I vividly remember the first few minutes of my very first session with my counselor. I admitted that I was nervous. When she asked why, I told her that, while I knew I was broken, I was afraid to find out that I was more broken than I was aware of and that I would be unfixable. I’ll never forget her response as she gently smiled back; “But don’t you think that the God who created you knows how to perfectly fix you?” And with that I dove into the journey of rescuing myself.
I don’t know what kind of sea you may be swimming in. Maybe your sea is one of depression like mine. Yours may be a sea of isolation, shame, fear, anxiety or addiction. While it may feel like you are drowning, there is hope that you can take steps to rescue yourself and begin swimming to safety. So what do those steps look like and how can we best implement them?
Admit your brokenness.
The first step in rescuing yourself is that you have to acknowledge that something is wrong. You will never be able to start swimming to safety if you don’t first accept that you’re drowning. This can look differently, depending on the issue. For me, I had to admit to myself that what I was dealing with was more than just a tough season or a bad mood. It was something much more serious. We can’t ignore our challenges and expect them to get better.
Have the courage to begin swimming.
The process of rescuing yourself can be terrifying, even in the safest of environments. Wounds can be reopened and you might discover things that shock you to your core. When these things begin to swell, hold on to this verse:
“Have I not commanded you? Be strong and courageous. Do not be afraid; do not be discouraged, for the Lord your God will be with you wherever you go.” Joshua 1:9 (NLT)

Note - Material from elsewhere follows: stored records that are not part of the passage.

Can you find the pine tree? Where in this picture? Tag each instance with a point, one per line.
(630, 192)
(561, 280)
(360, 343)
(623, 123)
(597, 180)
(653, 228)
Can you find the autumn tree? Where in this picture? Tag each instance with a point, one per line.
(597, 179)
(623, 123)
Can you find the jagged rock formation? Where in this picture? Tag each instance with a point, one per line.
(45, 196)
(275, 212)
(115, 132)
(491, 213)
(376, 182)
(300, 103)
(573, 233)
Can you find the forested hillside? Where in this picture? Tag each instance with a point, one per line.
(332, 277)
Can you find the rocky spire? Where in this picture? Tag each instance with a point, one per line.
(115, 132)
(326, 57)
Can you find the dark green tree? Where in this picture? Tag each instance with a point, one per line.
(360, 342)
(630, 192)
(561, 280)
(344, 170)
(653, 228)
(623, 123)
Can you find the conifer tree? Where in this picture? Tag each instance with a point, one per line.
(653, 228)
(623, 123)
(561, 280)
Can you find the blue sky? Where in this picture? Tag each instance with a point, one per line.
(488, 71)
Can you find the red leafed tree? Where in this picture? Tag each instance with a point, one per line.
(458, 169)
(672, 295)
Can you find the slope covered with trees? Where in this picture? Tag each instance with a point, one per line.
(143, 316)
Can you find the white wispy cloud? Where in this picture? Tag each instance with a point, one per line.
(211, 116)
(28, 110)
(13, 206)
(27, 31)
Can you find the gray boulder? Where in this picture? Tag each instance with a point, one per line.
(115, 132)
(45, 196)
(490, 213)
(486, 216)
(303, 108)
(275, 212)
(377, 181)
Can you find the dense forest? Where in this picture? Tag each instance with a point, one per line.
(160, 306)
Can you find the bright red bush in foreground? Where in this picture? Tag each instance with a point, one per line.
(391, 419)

A few months into my journey, I thought I was making great progress, but then something was uncovered that brought back the feelings of drowning. I was blindsided by it and I felt discouraged. Instead of giving into that feeling, I stood firm. I refused to let that wave set me back and rob me of the progress I had made. Because God is with us always, we don’t have to be afraid to discover these things, to find out how deep and wide our brokenness may reach. We can courageously begin to heal with the help of God.
There isn’t any one best way to start taking those steps towards recovery. For me it was finding and meeting with a Christian counselor. We started meeting weekly (although there were a few times we met bi-weekly), but the frequency has lessened based on the season. For you it might be finding a mentor, confiding in a close friend, or joining a group. Whatever route you choose, do it courageously with God and in time your sea will begin to look like a puddle.